En face, les entreprises doivent s’adapter à ces nouvelles expectatives. « Tout cela s’inscrit dans une évolution importante. Il faut pouvoir attirer les jeunes, faire en sorte qu’ils s’épanouissent et trouvent du sens dans ce qu’ils font pour qu’ils soient performants, se demander ce qui les intéresse et ce qui ne les intéresse plus », assure la Directrice, avant de conclure : « Ils ont envie de réussir et de construire. Nous avons tout intérêt à nous allier à eux ».
*Enquête menée en mars 2025 auprès d’un échantillon représentatif de 1 000 salariés français.

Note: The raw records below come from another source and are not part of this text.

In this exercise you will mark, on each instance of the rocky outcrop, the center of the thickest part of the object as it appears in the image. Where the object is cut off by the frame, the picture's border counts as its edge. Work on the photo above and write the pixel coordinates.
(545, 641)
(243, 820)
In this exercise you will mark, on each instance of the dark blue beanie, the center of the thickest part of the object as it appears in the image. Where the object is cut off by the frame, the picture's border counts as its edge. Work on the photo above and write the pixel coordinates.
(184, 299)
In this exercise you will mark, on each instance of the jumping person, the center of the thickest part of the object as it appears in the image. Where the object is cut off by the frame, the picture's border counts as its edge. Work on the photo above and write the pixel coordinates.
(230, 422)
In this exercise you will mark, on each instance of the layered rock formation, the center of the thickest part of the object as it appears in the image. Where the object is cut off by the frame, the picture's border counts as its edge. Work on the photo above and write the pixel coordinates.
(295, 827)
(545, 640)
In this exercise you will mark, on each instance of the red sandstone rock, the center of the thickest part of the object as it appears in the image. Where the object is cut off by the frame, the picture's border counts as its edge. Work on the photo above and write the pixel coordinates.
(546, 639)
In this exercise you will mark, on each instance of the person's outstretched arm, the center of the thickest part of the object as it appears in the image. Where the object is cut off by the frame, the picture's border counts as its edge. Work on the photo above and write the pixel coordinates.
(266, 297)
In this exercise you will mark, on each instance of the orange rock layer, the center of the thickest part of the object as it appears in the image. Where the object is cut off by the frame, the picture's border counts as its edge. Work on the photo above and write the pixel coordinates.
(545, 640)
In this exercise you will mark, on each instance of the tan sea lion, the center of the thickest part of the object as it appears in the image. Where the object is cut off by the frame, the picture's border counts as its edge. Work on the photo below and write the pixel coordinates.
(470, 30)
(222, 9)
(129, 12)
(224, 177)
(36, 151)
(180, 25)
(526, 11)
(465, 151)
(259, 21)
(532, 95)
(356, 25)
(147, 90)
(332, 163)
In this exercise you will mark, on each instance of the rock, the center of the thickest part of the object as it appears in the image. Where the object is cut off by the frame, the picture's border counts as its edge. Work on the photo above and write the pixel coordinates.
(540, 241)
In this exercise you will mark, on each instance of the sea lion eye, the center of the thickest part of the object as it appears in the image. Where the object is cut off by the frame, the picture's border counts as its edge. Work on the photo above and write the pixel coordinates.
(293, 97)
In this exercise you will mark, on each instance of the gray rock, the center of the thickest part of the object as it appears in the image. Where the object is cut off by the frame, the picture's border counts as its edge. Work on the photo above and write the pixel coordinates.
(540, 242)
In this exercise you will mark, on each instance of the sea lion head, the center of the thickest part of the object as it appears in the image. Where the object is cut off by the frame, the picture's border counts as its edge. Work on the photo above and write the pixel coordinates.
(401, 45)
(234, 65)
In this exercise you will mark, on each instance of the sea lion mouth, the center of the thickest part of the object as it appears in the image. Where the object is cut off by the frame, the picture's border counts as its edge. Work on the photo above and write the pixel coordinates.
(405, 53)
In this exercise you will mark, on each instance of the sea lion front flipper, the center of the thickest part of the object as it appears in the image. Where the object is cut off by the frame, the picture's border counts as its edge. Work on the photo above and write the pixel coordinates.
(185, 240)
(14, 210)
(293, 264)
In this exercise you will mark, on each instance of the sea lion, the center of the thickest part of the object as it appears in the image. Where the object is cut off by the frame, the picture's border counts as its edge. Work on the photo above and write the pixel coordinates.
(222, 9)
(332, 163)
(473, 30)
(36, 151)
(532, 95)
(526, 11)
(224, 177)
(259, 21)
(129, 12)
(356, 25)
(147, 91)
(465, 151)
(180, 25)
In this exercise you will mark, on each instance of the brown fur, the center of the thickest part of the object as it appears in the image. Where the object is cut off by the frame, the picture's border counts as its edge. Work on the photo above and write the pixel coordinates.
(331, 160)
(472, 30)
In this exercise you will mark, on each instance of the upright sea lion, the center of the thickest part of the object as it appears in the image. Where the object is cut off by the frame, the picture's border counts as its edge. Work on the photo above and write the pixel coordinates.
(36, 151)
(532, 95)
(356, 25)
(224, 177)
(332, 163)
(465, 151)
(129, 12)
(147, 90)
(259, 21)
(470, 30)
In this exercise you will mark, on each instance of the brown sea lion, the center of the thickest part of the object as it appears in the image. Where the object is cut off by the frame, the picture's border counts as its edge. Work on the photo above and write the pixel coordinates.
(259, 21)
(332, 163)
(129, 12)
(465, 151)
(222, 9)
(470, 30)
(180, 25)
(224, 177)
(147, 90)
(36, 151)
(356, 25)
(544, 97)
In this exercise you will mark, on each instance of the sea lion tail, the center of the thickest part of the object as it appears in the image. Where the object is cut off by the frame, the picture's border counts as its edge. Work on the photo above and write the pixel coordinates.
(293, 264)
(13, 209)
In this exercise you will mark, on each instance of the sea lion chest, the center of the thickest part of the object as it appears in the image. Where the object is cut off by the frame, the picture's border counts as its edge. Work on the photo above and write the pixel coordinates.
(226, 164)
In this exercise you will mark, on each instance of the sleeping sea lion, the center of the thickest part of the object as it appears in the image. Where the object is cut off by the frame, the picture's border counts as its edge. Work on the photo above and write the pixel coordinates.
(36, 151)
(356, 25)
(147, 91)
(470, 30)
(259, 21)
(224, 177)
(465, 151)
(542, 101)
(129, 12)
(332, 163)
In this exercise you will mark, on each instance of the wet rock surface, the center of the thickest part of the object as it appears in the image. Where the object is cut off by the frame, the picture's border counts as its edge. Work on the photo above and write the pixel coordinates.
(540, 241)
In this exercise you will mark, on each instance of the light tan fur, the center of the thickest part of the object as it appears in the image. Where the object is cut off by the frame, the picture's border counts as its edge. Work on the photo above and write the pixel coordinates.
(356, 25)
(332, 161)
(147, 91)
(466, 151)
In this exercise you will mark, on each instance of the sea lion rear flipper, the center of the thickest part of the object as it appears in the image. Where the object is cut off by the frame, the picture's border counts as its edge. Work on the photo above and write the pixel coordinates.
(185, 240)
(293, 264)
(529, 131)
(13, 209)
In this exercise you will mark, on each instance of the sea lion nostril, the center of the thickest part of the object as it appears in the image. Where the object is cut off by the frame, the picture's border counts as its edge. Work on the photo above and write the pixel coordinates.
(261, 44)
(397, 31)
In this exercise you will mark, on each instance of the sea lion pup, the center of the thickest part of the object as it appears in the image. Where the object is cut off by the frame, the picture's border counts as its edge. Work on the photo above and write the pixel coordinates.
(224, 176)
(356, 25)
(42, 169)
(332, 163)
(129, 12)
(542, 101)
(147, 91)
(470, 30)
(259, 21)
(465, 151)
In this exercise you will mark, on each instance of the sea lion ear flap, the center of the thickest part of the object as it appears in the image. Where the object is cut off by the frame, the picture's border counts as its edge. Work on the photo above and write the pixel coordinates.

Notre résumé en 5 points clés par L’Express Connect IA
(vérifié par notre rédaction)
Voici un résumé en cinq points clés de l’article sur le sujet : Marché du travail et entreprise : ce que recherchent les jeunes diplômés.
Satisfaction au travail élevée : Selon l’enquête Robert Half, 75 % des jeunes de 18 à 34 ans sont satisfaits de leur emploi, inversant ainsi le stéréotype selon lequel les jeunes seraient désengagés au travail.
Ouverture aux opportunités : Bien que satisfaits, 60 % des jeunes diplômés sont prêts à déménager pour une meilleure opportunité, soulignant leur flexibilité et leur volonté de saisir de nouvelles chances professionnelles.
Attentes de flexibilité et d’équilibre : Les jeunes recherchent un équilibre entre vie professionnelle et personnelle, avec des demandes croissantes pour des options de télétravail et des horaires flexibles, montrant leur besoin d’une organisation du travail plus adaptée à leur style de vie.
Quête de sens et performance : Outre le salaire, les jeunes diplômés veulent comprendre l’impact de leur travail et sont prêts à changer d’emploi si cela manque de sens. Ils privilégient également la performance dans les négociations salariales, au lieu de se baser sur l’ancienneté.
Intelligence artificielle comme atout : Une majorité (56 %) des jeunes perçoivent l’intelligence artificielle comme un atout pour leur travail et expriment le besoin de formation sur son utilisation, montrant leur ouverture à intégrer de nouvelles technologies dans leur environnement professionnel.